The PM Sensor protocol data (app ID 10)

struct sensor {
 uint8_t version;
 uint8_t padding;
 uint16_t pm25;
 uint16_t pm10;
 uint16_t id;
} PMAppData;

The protocol data is very simply defined. There is a protocol version (currently 1). In addition, the measured values coming from the sensor are 10 times larger and must be divided by 10. “id” is the sensor serial number. A checksum or so is not required because, per LoRa, the used RadioShuttle protocol already contains a 16-bit CRC checksum.

Saving energy as node offline (measuring sensor)

Since the node usually waits for the next measuring period, and we want to save energy due to the battery-powered supply, the node is operated as an offline device. This means that, if there is nothing to do, RadioShuttle switches the LoRa wireless modem off and goes into MCU suspend mode. However, the RTC clock continues to run, awakening the board every 5 seconds for a moment, to check if there is work to be done.
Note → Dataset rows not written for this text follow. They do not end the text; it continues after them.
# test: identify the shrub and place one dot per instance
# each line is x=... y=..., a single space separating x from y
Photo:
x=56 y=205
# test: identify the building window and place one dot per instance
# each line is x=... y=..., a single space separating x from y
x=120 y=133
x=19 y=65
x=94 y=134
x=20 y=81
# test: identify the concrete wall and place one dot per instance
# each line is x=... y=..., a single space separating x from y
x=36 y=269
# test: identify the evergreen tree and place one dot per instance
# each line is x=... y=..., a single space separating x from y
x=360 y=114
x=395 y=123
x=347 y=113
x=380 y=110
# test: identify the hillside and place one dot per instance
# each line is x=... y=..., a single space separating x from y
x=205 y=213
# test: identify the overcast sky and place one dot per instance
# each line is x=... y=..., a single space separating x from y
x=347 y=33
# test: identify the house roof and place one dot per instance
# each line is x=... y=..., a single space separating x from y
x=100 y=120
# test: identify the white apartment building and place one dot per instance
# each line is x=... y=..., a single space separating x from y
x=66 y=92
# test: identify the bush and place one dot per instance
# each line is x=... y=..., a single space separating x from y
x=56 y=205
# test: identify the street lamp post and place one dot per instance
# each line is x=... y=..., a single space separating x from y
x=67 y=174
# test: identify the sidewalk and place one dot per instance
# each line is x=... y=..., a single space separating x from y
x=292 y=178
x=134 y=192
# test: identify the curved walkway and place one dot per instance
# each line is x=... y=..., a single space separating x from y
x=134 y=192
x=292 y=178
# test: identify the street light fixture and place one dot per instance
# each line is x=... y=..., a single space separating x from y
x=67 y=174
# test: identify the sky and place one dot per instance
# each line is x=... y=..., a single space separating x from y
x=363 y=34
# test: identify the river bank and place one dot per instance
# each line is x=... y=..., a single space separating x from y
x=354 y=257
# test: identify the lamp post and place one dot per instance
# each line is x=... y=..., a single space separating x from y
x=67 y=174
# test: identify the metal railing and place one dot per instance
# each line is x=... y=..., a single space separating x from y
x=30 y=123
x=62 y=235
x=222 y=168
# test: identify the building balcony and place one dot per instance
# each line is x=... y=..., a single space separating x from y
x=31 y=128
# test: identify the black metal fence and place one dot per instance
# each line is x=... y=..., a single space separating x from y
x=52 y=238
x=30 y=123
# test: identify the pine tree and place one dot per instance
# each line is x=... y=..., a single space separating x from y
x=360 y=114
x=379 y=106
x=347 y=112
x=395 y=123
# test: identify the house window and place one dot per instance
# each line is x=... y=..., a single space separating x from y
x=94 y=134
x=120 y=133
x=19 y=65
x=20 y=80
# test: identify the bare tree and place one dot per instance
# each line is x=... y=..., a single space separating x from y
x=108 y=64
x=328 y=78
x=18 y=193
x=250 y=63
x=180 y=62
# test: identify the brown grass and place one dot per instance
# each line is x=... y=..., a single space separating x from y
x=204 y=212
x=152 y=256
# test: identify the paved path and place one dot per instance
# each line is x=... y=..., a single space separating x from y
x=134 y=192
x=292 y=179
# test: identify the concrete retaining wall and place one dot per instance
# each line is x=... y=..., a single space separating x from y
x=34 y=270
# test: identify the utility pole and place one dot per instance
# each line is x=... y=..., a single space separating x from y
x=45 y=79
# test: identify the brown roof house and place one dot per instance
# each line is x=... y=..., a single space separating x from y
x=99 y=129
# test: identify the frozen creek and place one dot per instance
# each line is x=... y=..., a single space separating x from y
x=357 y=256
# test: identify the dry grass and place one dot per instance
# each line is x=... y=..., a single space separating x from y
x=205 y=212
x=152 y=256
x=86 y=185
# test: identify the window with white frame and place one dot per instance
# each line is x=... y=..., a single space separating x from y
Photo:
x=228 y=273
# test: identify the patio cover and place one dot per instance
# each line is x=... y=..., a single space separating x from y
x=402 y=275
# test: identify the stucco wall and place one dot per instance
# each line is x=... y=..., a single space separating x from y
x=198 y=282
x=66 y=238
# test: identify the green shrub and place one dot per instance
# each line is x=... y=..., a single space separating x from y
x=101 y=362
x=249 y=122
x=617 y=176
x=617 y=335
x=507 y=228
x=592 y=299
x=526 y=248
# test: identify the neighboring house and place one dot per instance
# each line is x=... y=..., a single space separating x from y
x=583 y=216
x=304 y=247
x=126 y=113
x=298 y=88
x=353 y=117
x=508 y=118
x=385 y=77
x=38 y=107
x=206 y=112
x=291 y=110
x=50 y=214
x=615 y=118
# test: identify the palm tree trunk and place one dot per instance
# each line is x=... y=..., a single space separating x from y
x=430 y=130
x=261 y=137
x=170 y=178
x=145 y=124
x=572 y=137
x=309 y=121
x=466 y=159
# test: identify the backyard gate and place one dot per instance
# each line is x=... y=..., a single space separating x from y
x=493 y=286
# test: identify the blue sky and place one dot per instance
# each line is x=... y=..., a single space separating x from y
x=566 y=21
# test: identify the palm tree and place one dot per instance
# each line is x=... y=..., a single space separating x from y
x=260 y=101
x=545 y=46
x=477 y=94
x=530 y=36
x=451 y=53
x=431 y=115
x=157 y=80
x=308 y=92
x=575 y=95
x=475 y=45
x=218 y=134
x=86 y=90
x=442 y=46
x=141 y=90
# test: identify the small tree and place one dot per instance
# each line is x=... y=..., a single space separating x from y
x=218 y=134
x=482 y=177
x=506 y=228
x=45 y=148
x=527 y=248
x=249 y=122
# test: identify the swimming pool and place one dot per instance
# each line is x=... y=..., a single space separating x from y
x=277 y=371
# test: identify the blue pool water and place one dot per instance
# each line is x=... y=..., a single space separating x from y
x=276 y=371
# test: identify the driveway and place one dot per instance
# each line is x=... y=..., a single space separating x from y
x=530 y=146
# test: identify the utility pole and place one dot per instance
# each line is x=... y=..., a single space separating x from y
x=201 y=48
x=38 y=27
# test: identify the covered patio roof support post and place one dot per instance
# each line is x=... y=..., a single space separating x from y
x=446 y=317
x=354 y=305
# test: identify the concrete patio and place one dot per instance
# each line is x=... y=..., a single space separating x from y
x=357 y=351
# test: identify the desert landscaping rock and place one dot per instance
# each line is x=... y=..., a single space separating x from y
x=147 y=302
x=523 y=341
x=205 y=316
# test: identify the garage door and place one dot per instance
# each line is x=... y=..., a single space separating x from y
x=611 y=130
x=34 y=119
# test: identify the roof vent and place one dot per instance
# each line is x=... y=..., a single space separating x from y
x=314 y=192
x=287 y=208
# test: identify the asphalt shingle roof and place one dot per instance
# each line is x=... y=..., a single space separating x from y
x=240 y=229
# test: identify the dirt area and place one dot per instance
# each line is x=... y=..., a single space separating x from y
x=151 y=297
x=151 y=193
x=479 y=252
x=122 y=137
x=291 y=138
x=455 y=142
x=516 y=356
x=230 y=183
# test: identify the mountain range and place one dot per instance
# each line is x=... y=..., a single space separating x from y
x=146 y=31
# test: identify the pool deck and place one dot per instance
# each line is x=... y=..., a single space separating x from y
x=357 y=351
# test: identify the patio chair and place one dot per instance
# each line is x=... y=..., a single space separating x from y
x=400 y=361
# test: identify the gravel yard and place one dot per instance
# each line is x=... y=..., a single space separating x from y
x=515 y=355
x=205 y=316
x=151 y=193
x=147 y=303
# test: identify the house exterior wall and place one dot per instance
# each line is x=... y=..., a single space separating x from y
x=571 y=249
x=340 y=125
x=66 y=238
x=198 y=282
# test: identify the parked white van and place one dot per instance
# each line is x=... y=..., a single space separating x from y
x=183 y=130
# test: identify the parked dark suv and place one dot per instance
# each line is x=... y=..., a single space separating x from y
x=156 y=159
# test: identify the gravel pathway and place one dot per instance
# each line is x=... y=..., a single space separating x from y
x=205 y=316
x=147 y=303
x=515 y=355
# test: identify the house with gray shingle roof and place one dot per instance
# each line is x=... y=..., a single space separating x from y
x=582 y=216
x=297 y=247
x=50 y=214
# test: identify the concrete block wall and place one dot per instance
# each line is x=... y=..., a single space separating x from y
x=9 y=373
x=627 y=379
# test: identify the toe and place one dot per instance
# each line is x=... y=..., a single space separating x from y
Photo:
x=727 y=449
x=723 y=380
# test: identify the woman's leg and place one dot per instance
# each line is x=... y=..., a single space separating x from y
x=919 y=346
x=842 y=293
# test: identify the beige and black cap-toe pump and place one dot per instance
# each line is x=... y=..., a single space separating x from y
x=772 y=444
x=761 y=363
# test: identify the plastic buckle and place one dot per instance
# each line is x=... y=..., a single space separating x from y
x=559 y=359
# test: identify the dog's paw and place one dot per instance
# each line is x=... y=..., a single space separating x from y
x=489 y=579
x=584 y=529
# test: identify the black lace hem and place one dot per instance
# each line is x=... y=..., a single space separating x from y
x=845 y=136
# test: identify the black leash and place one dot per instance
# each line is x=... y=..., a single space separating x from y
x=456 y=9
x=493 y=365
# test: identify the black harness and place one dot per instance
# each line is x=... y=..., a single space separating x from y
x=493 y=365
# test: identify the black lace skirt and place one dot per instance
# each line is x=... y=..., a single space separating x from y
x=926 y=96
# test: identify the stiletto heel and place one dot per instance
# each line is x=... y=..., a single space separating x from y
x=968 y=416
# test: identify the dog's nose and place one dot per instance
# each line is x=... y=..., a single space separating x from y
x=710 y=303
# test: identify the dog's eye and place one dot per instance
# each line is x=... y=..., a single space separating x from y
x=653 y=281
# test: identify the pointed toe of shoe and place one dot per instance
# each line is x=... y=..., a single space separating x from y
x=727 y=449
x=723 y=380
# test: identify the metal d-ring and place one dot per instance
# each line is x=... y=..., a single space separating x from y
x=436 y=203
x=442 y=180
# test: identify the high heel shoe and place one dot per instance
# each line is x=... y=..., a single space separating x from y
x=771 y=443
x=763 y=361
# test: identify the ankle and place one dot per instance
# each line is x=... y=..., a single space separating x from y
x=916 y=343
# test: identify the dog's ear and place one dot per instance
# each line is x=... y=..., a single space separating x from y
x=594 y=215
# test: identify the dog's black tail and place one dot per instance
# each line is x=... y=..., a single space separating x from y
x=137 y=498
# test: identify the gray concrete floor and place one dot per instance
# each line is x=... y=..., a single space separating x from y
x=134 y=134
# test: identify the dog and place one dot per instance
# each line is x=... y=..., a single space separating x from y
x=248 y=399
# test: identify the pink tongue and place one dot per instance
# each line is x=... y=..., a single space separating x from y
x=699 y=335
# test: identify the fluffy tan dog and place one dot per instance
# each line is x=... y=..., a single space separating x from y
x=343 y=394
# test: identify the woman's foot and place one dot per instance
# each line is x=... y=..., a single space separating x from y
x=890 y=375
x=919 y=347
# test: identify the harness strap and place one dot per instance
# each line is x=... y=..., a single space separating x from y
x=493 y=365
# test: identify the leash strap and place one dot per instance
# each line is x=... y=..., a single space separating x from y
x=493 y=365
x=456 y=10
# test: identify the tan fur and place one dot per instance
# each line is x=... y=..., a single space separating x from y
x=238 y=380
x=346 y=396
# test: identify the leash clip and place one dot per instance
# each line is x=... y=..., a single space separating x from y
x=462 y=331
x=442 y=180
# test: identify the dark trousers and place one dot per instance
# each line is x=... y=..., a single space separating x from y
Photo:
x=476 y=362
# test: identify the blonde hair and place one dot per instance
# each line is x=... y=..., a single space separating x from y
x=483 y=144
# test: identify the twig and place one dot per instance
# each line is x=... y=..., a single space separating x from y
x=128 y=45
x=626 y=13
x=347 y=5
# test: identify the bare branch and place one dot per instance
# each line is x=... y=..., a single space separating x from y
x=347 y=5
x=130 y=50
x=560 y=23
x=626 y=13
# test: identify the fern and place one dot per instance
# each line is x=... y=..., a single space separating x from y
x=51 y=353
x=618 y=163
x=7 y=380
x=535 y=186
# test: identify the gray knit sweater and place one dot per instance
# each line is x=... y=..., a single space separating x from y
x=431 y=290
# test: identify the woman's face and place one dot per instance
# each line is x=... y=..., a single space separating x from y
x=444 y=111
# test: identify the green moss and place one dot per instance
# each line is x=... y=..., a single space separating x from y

rs->Startup(RadioShuttle::RS_Node_Offline);

Initializing the node as RadioShuttle::RS_Node_Offline switches the wireless modem off, provided that the Serial Monitor (USB) is not active. Being in the sleep mode, receiving data is not possible, also pushing and holding button “A” will only be recognized after 5 seconds.

If an external power supply is provided, or if it is desired to permanently keep an eye on the protocols via USB “Serial Monitor”, the node can be defined as RadioShuttle::RS_Node_Online. However, this consumes more energy than in the node-offline mode.

Approximate power consumption:

  • Nodes offline (deepsleep): 150 µA
  • Nodes online (sleep): 15 mA
  • Measuring time: 20 seconds (110 mA)

LED status indicator

The TX and RX LEDs flash quickly each time they send or receive RadioShuttle messages that were sent to the “Serial Monitor”.

In the node-offline mode, LED 13 is generally switched off, only flashing in the 20 second measuring period. In node-online mode, or with USB “Serial Monitor” active, it lights up continuously because the USB protocol is active 100 times per second.

Switching 5 V on / off

The LongRa Arduino Zero compatible solution has an integrated voltage converter which transforms the voltage provided by 2 x AA cells (standard batteries or rechargeable cells) to 5 V (max. 150 mA).

boost50 = 1;

This converter provides either 3.3 V or 5 V from the battery voltage. In order to prevent it from running continuously, it can be switched on and off by use of “boost50 = 1” or “boost50 = 0”, repectively. A MOSFET technology switches the power and off, so no power is consumed when being switched off. Alternatively, this can be done via the Arduino “digitalOut”. The corresponding pin is defined in “PinMap.h”.

The receiver (station)

#define RADIO_SERVER 1

This defines the solution as a RadioShuttle station (receiver). The station receives the sensor data and issues them in the USB “Serial Monitor”.

ParticalData: PM10: 5.3 (µg/m3) PM2.5: 4.1 (µg/m3) ID: 10229

The data is issued in a simple way but can also be used arbitrarily since the complete protocol data was transmitted.

Source code of PMSensorRadio

After the installation of the RadioShuttle software, the source code is completely available under the “RadioShuttle > PMSensorRadio” examples.